Just had the email from the Pihut about that. Had a basket full of stuff, do I empty the basket andd get a new Rpi?
The old Rpi can become a games console.

Edit I'm sold duel wifi band(old Rpi 3 has that?) Will make setting up easier.
 
Further. Raspbian has had a big update.
So remember:
sudo apt-get update
sudo apt-get upgrade

to keep that Rpi running tickity boo mine update took about 40 minutes overall and that was from a 2 week update!
 
The new pi came today. I did the update you suggested this morning, then swapped the boards.

Everything worked with no problems. I did an update, incase there was anything board specific, nothing to be found.

It copes better with Chromium, less hang ups, but I'll stick to Vivaldi. YouTube plays fines, as do MP3 files. File downloads and LAN file transfers were good.

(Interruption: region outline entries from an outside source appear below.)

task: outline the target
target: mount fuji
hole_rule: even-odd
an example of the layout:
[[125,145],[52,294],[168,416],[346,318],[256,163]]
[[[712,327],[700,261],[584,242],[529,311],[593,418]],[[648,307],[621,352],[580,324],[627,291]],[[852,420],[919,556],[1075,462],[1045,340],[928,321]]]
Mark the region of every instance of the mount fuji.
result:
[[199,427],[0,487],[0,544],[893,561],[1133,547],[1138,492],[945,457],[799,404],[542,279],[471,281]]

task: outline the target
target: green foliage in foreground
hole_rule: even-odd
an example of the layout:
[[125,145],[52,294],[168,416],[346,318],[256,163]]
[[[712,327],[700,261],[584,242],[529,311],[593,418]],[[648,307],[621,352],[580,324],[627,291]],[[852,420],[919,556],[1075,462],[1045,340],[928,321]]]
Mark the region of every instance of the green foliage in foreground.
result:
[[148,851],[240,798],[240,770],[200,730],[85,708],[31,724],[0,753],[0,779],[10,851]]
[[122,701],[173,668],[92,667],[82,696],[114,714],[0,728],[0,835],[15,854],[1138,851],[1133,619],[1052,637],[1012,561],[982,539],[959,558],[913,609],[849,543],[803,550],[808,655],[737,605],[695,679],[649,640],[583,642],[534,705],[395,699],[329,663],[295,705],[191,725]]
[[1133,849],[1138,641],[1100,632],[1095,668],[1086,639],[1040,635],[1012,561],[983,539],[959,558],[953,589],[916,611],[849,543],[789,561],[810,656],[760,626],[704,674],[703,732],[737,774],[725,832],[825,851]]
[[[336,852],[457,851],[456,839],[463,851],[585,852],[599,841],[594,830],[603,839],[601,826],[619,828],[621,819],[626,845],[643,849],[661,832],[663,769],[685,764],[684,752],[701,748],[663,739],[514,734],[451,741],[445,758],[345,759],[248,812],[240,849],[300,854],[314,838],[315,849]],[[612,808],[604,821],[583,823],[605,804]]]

Overall, the same as normal, with less waiting around. I'll use the old Pi3 to build a better LAMP server.
 
I've held off getting a new Rpi. My basket I originally wanted put back in and looking at this ModMyPi | JustBoom Digi Zero pHAT
plug into an old sound bar. Add a small touch screen and I have a mini juke box sorted.

EDIT Chromium is faster on my Rpi3, much faster including the black magic the ISP done but I notice the CPU usage is higher so at some point the temp will rise. Have a graph running in the background(I have learnt a lot on that stuff from this thread) to see what the temp runs at with the update compared to last week pre update.